When Teachers Are Heroes

Yesterday I woke up to news that my high school art teacher had died. He was loving, kind, generous, and sassy. He introduced me to artists and movements. He helped me get through a transitional period and into art school. He helped a lot of people survive and become who they are today. He made life more worth living.

Roger Montgomery Mulford (1937 - 2022)
Roger Montgomery Mulford (1937 – 2022)

He was one of those people who didn’t have to come out of the closet. Unapologetically himself, his temperament was somewhere between John Waters and Lady Elaine Fairchilde. His art room was an oasis of misfits that had the feel of the Andy Warhol Factory long before the idea of safe spaces existed.

He was fiercely protective. When he learned that a so-called “guidance” counselor had been pulling me out of classes to espouse bigoted views of LGBT people, he grew livid. He spoke up to the administration, so I never had to work with that “guidance” counselor again.


He turned me on to Vegas in Space, a sci-fi comedy about cadets who go undercover as mid-twentieth century showgirls to investigate the theft of girlinium, a rare element that regulates a women-only pleasure planet. The low budget film made by drag queens critiqued our culture’s arbitrary standards of beauty and good taste. Anyone caught wearing beige could be executed on site.

In another scene from the film, much of which was shot in black and white, we learn that the planet’s atmosphere is too thin to hold color, so inhabitants must use a color booster. When protagonist, Captain Tracey Daniels asks, “so everything here is fake?”, Veneer, queen of police, flatly responds, “yes, the real world is rather colorless”.

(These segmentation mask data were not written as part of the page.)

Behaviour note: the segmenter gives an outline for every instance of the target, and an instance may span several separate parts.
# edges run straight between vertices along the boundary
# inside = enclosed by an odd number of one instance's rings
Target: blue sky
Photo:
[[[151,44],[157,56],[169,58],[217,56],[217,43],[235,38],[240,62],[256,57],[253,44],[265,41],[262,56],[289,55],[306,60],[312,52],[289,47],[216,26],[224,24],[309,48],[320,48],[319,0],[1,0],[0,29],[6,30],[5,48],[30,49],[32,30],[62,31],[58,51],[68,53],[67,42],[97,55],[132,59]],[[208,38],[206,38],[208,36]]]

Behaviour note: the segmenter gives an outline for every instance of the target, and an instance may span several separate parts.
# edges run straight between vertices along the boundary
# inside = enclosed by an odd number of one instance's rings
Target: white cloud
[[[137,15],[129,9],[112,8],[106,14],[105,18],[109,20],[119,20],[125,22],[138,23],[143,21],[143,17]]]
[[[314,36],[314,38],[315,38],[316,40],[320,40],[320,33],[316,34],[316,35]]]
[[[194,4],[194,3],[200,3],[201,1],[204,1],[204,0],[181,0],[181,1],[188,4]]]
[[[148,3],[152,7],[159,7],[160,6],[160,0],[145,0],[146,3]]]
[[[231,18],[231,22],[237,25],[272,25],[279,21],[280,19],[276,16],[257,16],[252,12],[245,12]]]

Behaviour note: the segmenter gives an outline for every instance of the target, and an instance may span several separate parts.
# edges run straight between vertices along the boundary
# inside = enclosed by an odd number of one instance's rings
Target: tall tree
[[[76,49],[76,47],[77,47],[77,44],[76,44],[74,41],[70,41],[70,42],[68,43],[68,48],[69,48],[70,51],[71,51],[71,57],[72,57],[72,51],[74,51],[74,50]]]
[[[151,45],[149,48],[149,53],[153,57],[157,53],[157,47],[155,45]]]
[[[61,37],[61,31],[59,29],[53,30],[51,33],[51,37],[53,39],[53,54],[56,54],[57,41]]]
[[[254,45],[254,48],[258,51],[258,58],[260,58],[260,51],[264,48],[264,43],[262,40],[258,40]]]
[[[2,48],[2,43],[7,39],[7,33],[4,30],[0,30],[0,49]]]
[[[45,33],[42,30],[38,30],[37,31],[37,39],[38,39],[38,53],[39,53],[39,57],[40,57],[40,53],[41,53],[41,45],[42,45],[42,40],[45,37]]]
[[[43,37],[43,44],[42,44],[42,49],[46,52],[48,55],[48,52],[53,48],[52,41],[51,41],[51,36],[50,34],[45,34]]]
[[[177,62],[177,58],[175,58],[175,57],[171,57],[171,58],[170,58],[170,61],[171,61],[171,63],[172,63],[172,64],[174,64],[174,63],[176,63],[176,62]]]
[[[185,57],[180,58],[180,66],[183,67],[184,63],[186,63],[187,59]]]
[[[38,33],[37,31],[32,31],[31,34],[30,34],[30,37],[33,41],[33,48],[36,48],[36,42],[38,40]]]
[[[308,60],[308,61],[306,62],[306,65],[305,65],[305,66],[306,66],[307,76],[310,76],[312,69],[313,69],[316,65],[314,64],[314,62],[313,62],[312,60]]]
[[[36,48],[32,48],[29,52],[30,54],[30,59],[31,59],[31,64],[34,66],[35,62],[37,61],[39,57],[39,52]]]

When class was over students stored half finished drawings in a cabinet. Occasionally when we pulled them out to work on them again we’d notice mysterious alterations. One day a friend pointed out that her watercolor depicting a grandmother at a picnic had been painted over. Instead of holding a sandwich, she appeared to be smoking something pleasant with various woodland creatures.

At the onset of the pandemic when I reached out with a sappy message to say how much I appreciated him, he laughed it off. “Ha.. I just had fun.. You brought joy.”